For the euro area, the estimate was reduced from minus 8% to minus 9% (the decline in the second quarter turned out to be stronger - minus 12.1%), in the UK - from minus 9% to minus 11.5% (an increase of 5.5% in 2021). Consumption in France and the UK is now above February levels, but Europe faces the impact of rising unemployment rates (as employment support programs end), companies are cutting capex, and transport and tourism, which in the US and Europe account for 8-10% of GDP, remain in deep depression.
At the same time, the forecast provides that the EU and the UK will switch to trade terms within the WTO early next year (instead of full-fledged duty-free trade).
For all developing countries, excluding China, the forecast is also worsened: from minus 4.7% to minus 5.7% (this is primarily due to the sharp decrease in the forecast for India from minus 5% to minus 10.5%). According to the results of the second quarter, the global GDP sank by 8.9%, and in many countries - by more than 20% (including India, Great Britain and Spain). In general, in the first half of 2020, the decline was 10%, according to Fitch.
source: fitchrating.com
In the positive direction, the forecast for the United States was adjusted the most, from minus 5.6% to minus 4.6% (4% growth is expected in 2021), and for China, where the estimate was improved from 1.2% to 2 , 7% (next year growth is expected to accelerate to 7.7%), according to the results of the second quarter, the growth of the PRC's economy in annual terms has already amounted to 3.2%.

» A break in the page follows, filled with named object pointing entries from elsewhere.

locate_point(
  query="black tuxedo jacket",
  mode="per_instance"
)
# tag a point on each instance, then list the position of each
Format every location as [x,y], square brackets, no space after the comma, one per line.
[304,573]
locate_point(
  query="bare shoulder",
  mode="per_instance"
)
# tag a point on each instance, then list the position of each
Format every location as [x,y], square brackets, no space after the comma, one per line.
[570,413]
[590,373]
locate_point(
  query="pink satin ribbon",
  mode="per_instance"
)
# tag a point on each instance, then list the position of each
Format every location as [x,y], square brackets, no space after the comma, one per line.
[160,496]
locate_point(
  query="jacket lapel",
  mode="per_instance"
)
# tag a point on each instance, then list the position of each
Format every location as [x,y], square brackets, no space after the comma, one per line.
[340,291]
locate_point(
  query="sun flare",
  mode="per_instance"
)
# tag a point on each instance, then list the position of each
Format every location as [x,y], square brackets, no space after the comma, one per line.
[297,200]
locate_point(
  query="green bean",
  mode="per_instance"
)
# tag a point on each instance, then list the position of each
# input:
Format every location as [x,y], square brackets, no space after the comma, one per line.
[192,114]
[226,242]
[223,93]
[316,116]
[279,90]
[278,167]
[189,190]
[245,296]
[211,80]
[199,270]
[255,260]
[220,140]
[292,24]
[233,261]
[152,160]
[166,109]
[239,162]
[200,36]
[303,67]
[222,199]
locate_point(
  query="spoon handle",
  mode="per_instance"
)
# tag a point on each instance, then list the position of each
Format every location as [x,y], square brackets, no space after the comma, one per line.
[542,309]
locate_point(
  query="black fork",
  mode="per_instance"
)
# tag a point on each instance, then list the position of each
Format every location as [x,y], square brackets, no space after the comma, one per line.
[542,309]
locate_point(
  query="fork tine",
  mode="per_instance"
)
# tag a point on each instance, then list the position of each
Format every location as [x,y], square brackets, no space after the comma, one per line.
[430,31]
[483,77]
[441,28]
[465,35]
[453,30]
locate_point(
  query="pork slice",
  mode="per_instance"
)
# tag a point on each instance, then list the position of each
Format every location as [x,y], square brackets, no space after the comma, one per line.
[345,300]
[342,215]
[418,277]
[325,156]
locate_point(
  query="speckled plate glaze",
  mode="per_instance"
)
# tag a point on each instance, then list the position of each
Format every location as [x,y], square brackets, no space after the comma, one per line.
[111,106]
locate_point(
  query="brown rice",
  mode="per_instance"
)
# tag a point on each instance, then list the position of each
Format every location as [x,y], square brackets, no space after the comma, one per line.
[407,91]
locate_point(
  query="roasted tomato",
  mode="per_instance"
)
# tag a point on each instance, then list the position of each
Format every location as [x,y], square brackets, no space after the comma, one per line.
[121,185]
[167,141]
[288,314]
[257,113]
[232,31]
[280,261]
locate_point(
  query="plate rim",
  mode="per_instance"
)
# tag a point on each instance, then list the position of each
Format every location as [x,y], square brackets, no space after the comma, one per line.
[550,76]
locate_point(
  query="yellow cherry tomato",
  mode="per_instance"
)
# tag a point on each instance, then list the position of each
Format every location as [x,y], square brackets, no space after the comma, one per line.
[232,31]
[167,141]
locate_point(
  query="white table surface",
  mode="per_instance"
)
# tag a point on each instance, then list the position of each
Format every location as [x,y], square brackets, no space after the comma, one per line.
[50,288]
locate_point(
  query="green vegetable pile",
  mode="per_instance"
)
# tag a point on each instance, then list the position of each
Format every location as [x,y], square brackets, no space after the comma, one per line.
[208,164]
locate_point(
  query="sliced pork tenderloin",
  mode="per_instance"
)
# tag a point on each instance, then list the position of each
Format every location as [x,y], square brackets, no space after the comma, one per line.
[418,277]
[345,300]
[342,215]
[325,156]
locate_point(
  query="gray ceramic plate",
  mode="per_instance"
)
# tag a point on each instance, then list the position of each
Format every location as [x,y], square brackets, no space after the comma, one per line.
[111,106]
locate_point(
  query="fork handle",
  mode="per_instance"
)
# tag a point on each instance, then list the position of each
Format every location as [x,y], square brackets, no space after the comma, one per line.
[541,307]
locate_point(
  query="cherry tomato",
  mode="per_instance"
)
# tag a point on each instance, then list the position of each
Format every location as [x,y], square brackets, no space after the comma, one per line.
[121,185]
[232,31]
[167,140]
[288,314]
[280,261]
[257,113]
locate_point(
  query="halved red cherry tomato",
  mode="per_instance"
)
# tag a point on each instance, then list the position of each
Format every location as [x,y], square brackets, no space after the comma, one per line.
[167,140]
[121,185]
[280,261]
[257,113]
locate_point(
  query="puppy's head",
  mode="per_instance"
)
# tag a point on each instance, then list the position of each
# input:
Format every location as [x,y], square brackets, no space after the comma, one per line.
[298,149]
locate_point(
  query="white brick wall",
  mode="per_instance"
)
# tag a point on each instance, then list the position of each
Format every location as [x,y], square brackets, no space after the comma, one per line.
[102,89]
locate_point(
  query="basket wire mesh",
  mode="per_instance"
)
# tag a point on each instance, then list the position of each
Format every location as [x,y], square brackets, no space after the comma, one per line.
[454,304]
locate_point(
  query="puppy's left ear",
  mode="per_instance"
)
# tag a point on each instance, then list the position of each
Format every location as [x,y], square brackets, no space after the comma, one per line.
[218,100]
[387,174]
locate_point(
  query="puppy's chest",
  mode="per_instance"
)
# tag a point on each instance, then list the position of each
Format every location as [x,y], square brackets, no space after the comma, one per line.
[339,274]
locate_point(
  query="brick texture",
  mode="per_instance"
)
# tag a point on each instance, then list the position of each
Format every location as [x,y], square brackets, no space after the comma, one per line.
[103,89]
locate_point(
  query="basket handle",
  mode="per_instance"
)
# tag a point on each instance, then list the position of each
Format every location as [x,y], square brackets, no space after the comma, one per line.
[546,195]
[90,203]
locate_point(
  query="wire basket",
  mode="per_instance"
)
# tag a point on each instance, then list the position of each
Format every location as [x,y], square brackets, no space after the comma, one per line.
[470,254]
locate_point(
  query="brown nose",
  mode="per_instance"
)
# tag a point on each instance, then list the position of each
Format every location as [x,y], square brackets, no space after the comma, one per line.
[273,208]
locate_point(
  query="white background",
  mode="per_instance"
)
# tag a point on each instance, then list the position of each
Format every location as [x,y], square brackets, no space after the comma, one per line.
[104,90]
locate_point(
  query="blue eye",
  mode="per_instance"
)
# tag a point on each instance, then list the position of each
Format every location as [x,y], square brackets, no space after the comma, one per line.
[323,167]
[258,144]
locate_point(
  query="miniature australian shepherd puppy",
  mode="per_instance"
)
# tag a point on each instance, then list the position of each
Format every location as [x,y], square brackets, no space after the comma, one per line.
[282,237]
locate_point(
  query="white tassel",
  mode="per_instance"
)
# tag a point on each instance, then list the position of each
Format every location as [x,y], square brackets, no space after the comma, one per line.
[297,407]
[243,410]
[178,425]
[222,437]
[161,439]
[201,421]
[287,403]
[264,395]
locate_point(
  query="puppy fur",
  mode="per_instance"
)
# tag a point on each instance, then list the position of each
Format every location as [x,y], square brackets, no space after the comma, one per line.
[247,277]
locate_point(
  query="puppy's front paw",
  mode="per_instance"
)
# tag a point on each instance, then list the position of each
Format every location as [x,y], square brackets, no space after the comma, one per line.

For the euro area, the estimate was reduced from minus 8% to minus 9% (the decline in the second quarter turned out to be stronger - minus 12.1%), in the UK - from minus 9% to minus 11.5% (an increase of 5.5% in 2021). Consumption in France and the UK is now above February levels, but Europe faces the impact of rising unemployment rates (as employment support programs end), companies are cutting capex, and transport and tourism, which in the US and Europe account for 8-10% of GDP, remain in deep depression.
At the same time, the forecast provides that the EU and the UK will switch to trade terms within the WTO early next year (instead of full-fledged duty-free trade).
For all developing countries, excluding China, the forecast is also worsened: from minus 4.7% to minus 5.7% (this is primarily due to the sharp decrease in the forecast for India from minus 5% to minus 10.5%). According to the results of the second quarter, the global GDP sank by 8.9%, and in many countries - by more than 20% (including India, Great Britain and Spain). In general, in the first half of 2020, the decline was 10%, according to Fitch.